What has happened over the past 20-odd years is the cannabis law reform debate has grown up. Cannabis isn’t – as you say – any longer a rebellious thing for young people to do, it’s now widespread across the whole of society; all ages, all backgrounds.
But more importantly the debate about drugs has grown up a lot. Cannabis users always used to argue – correctly – the alcohol and tobacco were drugs as well as cannabis. Of course they are and regarding them as such means talking about cannabis in the same way as we talk about them. So is it any surprise that the smoking issues around tobacco are now a part of the cannabis debate? Of course not, again its a sign of growing up, a maturing debate.
What has really damaged the law reform campaign has been the refusal by some people to allow the debate to mature. There have been some who argued that any form of regulation of the commercial cannabis trade is no more than “partial prohibition”.

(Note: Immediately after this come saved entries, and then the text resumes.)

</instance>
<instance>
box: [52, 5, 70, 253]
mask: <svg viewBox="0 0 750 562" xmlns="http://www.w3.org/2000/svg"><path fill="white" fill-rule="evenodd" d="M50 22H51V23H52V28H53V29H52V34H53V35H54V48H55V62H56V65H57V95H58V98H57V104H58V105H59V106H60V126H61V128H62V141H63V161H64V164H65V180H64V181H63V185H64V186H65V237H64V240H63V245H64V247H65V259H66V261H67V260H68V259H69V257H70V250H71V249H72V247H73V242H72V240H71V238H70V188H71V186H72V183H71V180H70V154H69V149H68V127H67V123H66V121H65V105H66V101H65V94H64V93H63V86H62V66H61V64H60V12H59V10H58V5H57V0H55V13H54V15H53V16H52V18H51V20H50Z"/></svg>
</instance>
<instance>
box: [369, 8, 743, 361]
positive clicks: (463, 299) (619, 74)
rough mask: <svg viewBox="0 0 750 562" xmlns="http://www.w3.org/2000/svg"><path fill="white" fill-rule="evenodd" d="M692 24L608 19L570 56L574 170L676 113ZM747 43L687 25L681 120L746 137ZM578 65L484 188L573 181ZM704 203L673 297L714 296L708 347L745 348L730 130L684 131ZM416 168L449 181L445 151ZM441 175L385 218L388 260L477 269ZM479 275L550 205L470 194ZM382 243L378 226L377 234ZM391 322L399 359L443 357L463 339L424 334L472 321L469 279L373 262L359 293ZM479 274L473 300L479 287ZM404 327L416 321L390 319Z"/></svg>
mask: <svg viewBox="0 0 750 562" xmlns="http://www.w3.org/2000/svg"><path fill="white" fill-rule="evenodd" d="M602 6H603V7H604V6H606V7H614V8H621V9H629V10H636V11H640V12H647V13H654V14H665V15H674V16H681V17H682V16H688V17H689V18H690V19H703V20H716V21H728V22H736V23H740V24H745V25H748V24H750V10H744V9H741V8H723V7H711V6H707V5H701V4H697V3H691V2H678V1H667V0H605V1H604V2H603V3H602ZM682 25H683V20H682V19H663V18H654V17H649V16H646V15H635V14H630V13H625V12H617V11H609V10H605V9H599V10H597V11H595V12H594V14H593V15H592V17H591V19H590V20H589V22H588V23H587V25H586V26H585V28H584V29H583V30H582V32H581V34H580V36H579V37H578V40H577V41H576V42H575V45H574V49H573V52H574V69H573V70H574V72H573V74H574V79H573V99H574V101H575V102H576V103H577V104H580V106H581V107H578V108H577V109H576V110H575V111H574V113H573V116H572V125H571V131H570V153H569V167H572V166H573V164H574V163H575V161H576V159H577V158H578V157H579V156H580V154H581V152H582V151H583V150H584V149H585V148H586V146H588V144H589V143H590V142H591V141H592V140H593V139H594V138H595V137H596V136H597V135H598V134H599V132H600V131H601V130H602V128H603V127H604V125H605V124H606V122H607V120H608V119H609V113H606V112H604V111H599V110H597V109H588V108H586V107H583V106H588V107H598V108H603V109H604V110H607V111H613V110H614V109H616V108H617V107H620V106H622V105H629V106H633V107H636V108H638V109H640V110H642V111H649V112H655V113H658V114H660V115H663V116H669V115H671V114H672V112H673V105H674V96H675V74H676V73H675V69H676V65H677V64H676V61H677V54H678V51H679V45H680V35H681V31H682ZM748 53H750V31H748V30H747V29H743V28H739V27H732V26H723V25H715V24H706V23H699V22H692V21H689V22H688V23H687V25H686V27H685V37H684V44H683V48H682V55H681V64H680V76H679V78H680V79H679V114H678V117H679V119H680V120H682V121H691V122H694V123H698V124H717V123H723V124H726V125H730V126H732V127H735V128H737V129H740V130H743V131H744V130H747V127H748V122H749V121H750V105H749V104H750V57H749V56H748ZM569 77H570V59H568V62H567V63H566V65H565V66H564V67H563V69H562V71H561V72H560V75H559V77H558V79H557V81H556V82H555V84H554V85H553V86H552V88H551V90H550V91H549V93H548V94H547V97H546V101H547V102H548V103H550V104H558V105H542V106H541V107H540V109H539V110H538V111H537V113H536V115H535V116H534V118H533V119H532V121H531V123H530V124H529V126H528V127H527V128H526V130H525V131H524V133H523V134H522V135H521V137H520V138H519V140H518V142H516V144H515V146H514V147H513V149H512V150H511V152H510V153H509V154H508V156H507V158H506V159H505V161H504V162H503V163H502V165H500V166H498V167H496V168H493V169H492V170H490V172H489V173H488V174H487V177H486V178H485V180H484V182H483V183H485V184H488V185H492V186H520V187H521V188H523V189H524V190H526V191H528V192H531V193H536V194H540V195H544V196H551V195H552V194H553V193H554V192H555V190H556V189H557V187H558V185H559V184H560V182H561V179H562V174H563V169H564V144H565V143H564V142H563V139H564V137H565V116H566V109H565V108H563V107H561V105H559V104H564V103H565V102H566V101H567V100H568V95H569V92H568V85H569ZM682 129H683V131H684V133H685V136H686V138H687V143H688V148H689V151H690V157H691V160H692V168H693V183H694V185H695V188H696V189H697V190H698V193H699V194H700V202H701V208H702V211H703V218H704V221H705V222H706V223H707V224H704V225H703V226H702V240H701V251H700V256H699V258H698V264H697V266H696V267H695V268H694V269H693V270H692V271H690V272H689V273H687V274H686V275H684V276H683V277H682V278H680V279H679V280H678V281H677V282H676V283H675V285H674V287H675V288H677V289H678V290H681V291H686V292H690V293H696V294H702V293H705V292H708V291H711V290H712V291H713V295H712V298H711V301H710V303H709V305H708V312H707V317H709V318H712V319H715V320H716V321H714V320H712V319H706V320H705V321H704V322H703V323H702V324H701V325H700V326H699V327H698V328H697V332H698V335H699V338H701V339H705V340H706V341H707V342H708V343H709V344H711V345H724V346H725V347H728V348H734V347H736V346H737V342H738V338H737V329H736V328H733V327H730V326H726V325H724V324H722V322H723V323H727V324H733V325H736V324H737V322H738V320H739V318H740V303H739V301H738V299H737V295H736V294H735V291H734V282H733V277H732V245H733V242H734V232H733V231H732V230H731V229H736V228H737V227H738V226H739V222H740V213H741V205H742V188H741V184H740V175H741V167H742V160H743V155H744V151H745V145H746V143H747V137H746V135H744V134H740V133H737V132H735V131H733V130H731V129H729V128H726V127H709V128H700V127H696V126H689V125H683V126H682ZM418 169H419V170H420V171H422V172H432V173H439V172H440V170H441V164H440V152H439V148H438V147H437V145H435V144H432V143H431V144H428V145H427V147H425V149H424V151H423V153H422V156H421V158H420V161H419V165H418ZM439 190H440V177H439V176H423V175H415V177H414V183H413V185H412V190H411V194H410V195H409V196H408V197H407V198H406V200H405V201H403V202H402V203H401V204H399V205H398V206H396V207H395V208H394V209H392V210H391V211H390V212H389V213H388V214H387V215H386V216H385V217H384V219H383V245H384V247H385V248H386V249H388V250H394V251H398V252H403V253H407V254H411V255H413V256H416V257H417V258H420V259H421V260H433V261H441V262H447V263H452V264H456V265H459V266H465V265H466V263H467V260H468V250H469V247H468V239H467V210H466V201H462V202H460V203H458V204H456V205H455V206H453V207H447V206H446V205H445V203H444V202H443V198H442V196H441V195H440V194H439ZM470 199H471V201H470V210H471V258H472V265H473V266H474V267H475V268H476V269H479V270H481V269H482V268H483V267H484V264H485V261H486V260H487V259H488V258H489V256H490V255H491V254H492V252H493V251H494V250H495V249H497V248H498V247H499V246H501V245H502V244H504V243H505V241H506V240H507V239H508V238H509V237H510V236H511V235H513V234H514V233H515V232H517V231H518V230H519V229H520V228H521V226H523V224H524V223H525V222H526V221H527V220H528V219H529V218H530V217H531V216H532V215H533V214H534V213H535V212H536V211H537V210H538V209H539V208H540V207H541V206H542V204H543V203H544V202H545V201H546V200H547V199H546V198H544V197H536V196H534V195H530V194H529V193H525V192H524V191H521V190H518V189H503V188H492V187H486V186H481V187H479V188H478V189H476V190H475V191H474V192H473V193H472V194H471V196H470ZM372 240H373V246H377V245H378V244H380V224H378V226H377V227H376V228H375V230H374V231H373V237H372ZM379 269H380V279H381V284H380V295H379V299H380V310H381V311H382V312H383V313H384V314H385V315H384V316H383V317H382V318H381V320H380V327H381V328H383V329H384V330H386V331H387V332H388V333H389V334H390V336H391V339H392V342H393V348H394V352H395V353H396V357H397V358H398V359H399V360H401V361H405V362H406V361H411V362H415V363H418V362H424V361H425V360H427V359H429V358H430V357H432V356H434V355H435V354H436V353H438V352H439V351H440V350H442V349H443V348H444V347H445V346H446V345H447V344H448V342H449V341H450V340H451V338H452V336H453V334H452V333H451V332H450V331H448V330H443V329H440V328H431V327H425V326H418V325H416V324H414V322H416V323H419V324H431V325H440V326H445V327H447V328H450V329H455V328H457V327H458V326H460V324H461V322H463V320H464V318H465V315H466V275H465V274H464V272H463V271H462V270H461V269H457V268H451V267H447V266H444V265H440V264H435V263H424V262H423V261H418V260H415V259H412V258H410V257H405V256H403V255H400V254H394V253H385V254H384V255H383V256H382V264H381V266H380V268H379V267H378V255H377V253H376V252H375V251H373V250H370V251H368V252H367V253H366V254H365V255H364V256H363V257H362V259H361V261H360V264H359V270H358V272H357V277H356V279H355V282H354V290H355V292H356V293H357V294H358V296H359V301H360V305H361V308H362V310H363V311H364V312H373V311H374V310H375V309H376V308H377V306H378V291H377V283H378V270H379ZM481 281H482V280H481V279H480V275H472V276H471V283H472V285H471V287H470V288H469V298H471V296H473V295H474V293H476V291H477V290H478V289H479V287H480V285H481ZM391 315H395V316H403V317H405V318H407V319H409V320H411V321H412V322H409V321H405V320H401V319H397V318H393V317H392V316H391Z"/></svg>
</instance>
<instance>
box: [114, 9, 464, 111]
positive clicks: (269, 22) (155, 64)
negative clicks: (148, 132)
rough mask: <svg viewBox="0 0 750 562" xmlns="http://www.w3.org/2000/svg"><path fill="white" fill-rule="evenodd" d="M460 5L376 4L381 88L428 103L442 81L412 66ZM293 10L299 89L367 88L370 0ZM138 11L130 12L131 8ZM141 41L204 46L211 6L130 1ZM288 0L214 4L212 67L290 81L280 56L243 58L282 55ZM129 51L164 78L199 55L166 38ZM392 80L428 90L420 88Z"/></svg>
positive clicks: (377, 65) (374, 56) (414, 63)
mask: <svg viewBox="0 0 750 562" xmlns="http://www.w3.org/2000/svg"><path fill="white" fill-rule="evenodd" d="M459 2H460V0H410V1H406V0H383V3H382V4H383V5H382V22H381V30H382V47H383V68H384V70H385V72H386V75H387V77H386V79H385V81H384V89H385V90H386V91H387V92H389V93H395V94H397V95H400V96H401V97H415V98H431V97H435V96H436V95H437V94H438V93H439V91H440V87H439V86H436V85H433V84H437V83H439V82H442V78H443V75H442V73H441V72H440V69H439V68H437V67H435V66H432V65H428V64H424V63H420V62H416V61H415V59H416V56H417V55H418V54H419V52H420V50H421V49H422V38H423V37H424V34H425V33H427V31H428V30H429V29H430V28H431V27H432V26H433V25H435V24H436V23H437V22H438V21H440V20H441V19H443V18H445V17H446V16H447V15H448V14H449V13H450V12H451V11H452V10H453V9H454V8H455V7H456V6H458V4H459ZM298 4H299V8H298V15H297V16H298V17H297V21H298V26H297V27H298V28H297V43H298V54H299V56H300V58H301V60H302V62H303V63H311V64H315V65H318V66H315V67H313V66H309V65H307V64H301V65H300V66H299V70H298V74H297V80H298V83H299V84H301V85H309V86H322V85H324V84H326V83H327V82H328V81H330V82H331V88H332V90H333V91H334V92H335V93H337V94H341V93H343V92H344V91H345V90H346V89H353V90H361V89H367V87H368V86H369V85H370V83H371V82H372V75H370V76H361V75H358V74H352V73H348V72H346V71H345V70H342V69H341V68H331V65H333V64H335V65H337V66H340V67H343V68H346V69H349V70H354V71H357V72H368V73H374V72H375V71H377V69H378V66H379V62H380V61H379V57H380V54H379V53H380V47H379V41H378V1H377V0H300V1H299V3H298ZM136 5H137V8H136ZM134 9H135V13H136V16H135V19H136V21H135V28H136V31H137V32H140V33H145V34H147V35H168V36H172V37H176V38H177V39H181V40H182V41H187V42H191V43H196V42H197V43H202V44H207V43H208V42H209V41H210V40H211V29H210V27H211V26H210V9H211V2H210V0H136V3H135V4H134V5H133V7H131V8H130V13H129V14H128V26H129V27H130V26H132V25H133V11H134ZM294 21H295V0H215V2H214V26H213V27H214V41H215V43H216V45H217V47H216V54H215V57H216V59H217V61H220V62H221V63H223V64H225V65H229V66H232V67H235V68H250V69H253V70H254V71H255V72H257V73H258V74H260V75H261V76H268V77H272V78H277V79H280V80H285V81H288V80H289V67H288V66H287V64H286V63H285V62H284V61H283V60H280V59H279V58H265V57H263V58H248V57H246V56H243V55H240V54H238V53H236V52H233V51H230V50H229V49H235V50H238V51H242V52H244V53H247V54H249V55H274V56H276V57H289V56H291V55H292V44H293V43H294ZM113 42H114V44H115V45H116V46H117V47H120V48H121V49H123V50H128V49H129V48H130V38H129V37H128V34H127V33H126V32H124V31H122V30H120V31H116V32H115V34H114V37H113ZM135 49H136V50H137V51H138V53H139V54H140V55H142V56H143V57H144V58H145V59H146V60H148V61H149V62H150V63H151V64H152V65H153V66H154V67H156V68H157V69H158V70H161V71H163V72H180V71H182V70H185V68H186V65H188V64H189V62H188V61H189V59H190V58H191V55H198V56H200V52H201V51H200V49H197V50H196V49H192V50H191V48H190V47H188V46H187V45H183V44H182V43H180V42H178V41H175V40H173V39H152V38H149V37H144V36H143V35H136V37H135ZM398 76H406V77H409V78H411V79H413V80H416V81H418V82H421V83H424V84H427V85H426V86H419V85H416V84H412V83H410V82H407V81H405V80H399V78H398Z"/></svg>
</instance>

The same people argued against “Toke Pure” because any campaign against tobacco use was against the “freedom of choice”. As they did this tobacco use and smoking was being ever more mariginalsed and rightly so, tobacco use kills.
It’s so sad to see articles like this still claiming the way forward is to bury your head ever deeper in the sand. The reasons to support cannabis law reform are many and varied and our cause has to appeal to a much wider section of society than a few rebellious stoners.
I think the point was that we simply can’t afford to be divided. Everyone in favor of marijuana, whatever their reasoning, is an ally.